In order to illustrate this problem, we would like to introduce a distinction between two notions of structural inequality: a situational notion, which we regard as problematic, versus a systemic notion of structural inequality. The situational understanding of structural inequality points to the fact that the ongoing existence of certain structural, social conditions is responsible for the fact that inequalities between certain groups tend to reproduce themselves; in other words, for these groups remaining in the same relative position vis-à-vis each other, with no possibility of changing that position. A systemic interpretation of structural inequality, on the other hand, focuses on the problematization of the social interaction between these groups as coercive, violent, offensive relations of dependency.

The difference between these two interpretations can be highlighted by looking at the answers they give to the following two questions: what exactly is the wrong they identify in structural inequality, and what kind of measures could redress it. We begin with the answers given by the situational interpretation of structural inequality. With respect to the first question—what turns mere differences into scandalous inequalities—different theories that subscribe to situational inequality provide somewhat different answers.

Some see the root of the problem in the fact that such gaps preclude certain groups from assuming an equally active part in shaping public life, namely that there exists a clear distinction between those who determine “the rules of the game” and those who are forced to abide by them.
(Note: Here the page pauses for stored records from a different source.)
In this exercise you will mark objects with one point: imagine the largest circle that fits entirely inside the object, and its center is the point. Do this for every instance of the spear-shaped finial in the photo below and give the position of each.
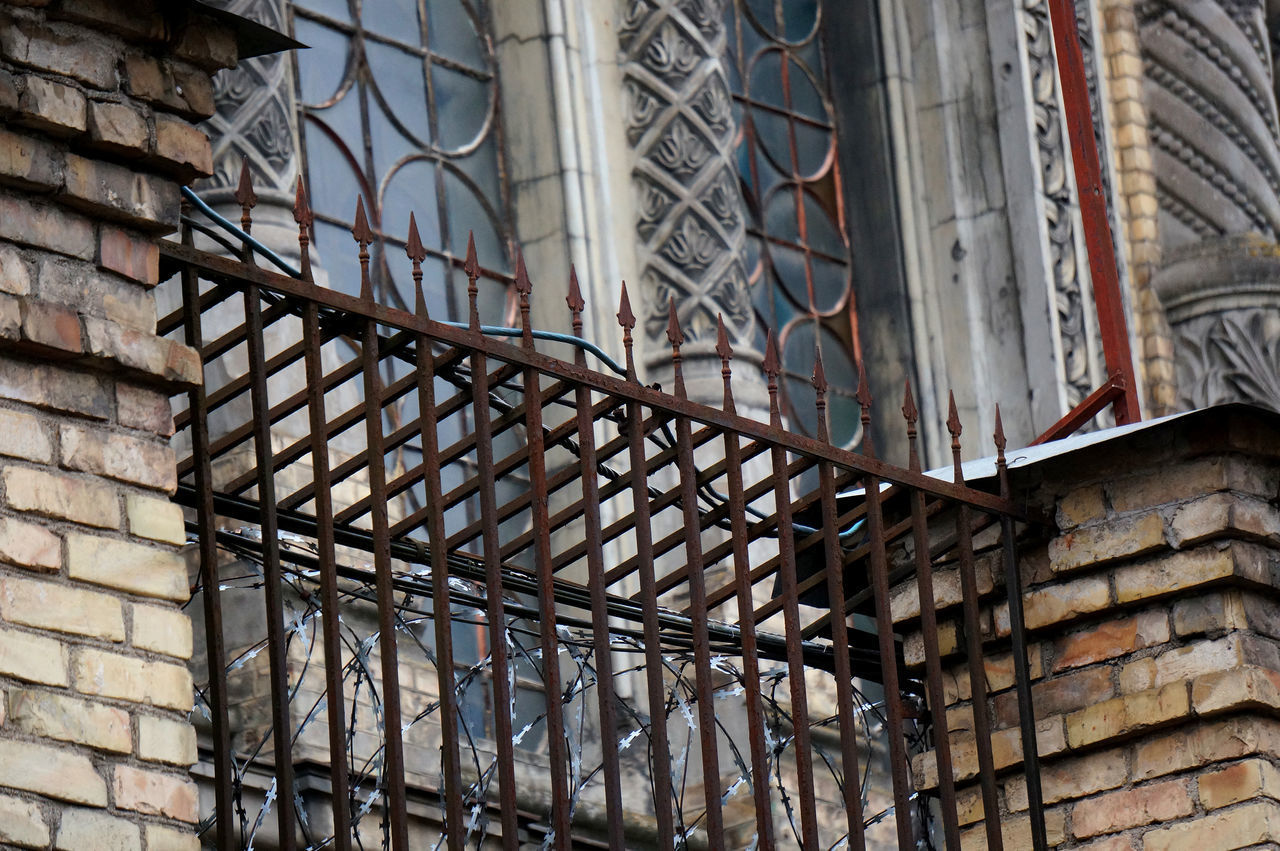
(772, 366)
(472, 270)
(819, 385)
(676, 337)
(575, 301)
(524, 287)
(364, 236)
(416, 254)
(726, 355)
(304, 216)
(627, 320)
(864, 403)
(245, 196)
(910, 413)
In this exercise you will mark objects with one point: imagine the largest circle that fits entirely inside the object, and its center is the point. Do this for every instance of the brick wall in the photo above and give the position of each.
(96, 106)
(1155, 644)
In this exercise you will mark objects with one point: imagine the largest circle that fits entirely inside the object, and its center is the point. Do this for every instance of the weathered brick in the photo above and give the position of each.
(32, 658)
(62, 608)
(1059, 603)
(96, 829)
(1132, 808)
(53, 715)
(33, 223)
(1016, 833)
(1182, 664)
(22, 823)
(28, 545)
(1189, 568)
(30, 163)
(155, 518)
(144, 351)
(51, 325)
(161, 630)
(1111, 639)
(1249, 687)
(144, 408)
(118, 128)
(14, 271)
(1205, 744)
(1119, 715)
(140, 21)
(77, 499)
(1240, 782)
(1072, 778)
(135, 257)
(119, 192)
(119, 456)
(109, 675)
(23, 435)
(1106, 543)
(161, 740)
(1224, 515)
(154, 792)
(208, 44)
(53, 108)
(62, 50)
(137, 568)
(1080, 506)
(161, 838)
(1059, 695)
(1246, 826)
(183, 147)
(53, 772)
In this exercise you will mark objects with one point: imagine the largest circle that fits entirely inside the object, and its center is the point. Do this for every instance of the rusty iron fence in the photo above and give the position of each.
(510, 595)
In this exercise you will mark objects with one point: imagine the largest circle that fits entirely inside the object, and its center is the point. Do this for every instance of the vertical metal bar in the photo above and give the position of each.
(496, 611)
(452, 767)
(1022, 671)
(791, 613)
(973, 649)
(282, 726)
(1093, 209)
(746, 616)
(835, 559)
(556, 744)
(643, 525)
(329, 607)
(370, 356)
(929, 631)
(885, 628)
(603, 653)
(213, 609)
(977, 677)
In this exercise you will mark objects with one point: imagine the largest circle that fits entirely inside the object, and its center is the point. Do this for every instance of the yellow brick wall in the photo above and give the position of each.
(96, 106)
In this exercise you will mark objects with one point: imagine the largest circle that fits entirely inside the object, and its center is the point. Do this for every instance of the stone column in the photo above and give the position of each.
(1153, 643)
(691, 219)
(97, 101)
(1211, 99)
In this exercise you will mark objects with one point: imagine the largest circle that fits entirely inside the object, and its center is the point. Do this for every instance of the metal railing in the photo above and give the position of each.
(534, 532)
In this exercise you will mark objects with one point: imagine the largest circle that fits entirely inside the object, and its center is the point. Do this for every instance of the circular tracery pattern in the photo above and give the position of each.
(798, 252)
(398, 101)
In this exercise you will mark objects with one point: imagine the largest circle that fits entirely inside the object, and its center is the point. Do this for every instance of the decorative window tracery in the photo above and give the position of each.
(799, 257)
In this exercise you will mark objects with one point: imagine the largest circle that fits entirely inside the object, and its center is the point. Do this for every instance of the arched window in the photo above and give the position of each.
(400, 105)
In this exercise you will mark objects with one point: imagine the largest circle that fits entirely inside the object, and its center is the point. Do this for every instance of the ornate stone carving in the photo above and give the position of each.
(680, 124)
(1059, 206)
(1214, 129)
(256, 117)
Others see the root of the problem in the fact that such inequalities close off any chance of social mobility. Still other approaches argue that a situation in which different groups enjoy different opening conditions is inherently unfair. What is common to all these different approaches, and the reason we regard them as varieties of the situational notion of structural inequality, is that they locate the scandal of these structural gaps in the fact that it causally reproduces itself (as opposed to merely happening to sustain itself).

With respect to the second question—what kind of redress should be demanded with respect to structural inequality—the situational approach suggests several answers: a demand to transfer resources from advantaged to disadvantaged groups, affirmative action, the removal of mobility barriers, or some form of empowerment of the disadvantaged group (usually through investment in infrastructure or education).
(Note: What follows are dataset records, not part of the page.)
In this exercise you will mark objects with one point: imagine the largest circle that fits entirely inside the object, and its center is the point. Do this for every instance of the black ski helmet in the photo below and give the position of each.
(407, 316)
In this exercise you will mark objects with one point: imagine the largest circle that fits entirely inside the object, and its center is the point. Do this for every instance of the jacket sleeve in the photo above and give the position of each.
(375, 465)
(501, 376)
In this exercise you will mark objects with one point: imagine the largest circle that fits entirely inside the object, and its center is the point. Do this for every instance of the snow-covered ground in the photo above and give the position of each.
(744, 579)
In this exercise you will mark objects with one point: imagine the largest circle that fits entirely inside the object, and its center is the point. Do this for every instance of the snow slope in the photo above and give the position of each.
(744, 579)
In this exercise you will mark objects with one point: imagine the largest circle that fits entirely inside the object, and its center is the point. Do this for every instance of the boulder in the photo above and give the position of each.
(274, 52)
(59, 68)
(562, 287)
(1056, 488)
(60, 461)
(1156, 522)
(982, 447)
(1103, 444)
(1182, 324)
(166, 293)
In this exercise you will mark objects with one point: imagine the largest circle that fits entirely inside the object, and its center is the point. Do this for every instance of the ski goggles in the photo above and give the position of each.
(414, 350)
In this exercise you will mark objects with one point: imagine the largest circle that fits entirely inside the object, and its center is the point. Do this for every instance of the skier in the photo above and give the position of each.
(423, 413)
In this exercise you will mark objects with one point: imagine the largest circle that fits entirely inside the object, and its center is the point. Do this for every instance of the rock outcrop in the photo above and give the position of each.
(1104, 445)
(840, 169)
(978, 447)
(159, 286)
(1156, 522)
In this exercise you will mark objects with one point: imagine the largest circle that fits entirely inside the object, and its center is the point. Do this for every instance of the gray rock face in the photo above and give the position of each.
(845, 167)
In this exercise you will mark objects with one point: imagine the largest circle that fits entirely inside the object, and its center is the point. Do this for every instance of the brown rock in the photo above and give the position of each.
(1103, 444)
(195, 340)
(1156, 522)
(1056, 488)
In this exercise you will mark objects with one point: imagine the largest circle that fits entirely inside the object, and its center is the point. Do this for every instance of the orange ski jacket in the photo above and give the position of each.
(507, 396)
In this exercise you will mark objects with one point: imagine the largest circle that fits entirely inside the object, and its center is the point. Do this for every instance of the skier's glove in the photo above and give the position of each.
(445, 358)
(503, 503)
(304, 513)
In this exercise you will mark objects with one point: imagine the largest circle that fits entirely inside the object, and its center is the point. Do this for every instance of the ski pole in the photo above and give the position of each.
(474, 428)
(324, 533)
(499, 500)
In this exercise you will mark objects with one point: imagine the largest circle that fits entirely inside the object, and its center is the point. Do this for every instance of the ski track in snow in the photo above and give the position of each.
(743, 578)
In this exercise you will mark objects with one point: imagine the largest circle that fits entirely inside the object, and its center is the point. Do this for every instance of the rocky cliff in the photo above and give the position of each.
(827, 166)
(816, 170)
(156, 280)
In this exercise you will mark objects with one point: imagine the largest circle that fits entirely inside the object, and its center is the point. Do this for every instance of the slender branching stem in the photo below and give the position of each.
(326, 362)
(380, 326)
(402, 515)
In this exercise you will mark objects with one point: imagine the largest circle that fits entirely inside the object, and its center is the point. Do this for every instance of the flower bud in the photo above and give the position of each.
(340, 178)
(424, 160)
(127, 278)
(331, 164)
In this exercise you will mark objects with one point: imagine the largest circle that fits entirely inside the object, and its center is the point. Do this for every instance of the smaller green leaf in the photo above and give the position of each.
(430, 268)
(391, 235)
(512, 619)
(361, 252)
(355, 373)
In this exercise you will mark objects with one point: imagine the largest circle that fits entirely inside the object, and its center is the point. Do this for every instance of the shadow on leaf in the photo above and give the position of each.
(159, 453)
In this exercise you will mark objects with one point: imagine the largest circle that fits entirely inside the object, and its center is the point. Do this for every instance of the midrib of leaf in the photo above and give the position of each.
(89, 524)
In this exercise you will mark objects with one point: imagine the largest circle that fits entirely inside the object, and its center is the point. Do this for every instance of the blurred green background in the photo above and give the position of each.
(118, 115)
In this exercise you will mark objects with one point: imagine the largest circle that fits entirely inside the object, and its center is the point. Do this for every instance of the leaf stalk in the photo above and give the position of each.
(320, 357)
What these answers have in common is that they call for a change in the relative position of the different groups (most commonly by improving the chances of the disadvantaged). From the situational perspective, a structural inequality is regarded as less scandalous insofar as, at least in principle, one can struggle to narrow the gap it results in, or to grant more groups better chances of improving their relative position with respect to these gaps (higher mobility). The gaps thereby assume a character that is less static and more transitory: less a case of persistent inequalities and more a case of differences that are somewhat contingent and remediable, hence less scandalous.